Dove River rimane sospeso nel suo tempo placido, declinato al passato, per lo più. Il viaggio di Parker e della donna, invece, è qualcosa che proietta i due nel futuro: Stef Penney trasmette bene la sensazione di proibita novità sulle labbra dei due protagonisti. In particolare sulla figura femminile, concentra tutte le incerte riflessioni di un mondo, quello dell’etichetta dei doveri femminili, che va in pezzi, di fronte alla durezza delle condizioni di vita di quei luoghi. E’ Mrs. Ross, che è sempre chiamata con questa formale formula, la creatura metafora dell’intero romanzo: lupo e tenerezza insieme, è la leonessa che difende i cuccioli e procaccia il cibo, nello stesso tempo. Non è una figura femminista. Possiede ancora, connaturata in sé, l’obbedienza della donna oggetto. Mostrando di essersi evoluta da quella che fu l’originaria Costola, ma con ancora preziosa strada da fare.

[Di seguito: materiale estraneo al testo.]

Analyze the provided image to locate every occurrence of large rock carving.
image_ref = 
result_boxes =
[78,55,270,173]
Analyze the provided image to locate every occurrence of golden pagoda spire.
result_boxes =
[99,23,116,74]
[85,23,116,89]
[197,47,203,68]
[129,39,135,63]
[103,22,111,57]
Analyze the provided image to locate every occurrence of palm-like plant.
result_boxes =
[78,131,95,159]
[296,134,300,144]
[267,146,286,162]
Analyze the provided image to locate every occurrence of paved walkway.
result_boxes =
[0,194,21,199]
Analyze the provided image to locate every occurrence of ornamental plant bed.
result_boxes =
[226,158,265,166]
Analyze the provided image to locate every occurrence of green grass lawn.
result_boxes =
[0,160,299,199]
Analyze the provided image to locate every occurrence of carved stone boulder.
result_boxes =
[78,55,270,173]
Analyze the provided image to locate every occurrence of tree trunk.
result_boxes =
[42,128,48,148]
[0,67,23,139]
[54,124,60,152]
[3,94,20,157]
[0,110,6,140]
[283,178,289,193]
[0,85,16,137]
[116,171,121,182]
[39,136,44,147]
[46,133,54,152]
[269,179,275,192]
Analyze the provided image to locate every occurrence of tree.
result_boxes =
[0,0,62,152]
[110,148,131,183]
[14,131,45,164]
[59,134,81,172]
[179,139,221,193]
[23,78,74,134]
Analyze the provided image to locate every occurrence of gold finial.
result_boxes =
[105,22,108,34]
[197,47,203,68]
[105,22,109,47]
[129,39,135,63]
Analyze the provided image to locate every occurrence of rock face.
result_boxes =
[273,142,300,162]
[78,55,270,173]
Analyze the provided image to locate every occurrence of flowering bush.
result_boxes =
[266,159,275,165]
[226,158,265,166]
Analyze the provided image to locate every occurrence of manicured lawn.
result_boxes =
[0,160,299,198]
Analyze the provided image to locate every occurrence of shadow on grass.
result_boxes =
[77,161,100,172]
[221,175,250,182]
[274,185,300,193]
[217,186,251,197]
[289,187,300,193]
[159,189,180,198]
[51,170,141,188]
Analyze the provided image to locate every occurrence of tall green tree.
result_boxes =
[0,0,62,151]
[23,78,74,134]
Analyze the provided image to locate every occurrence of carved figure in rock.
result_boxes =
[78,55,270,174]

La traduzione, come da tradizione nostrana, è alla portata di tutti. Aizza però le debolezze del romanzo. Una prosa media porta decisamente a concentrarsi di più sull’intreccio. Se questo latita, può essere un problema. La macchina narrativa ha degli ottimi interni, ma ha le gomme sgonfie e viaggia lenta. Le situazioni a due dei protagonisti sono costruite alla perfezione, tuttavia il circondario di personaggi è superfluo e frena l’azione. “Chi sia chi” si capisce troppo presto. La suspense è cosa sconosciuta all’autrice. Un elemento, una misteriosa tavoletta con incisi alcuni segni che si pensano essere l’unica e l’ultima eredità della scomparsa scrittura indiana, avrebbe potuto aprire interessanti scenari extra fiction. Inspiegabilmente questa parte del romanzo, sussurrata in più punti da più personaggi, alla fine è come dimenticata, tralasciata. Per il trionfo dei buoni sentimenti chiaramente. Il cattivo perde e scappa con la coda tra le zampe. La pietanza già conosciuta viene propinata e ingurgitata. Con il contorno, nuovo e tentatore, finisce a schifìo.
L’autore
Stef Penney è nata a Edimburgo nel 1969. La tenerezza dei lupi è il suo primo romanzo.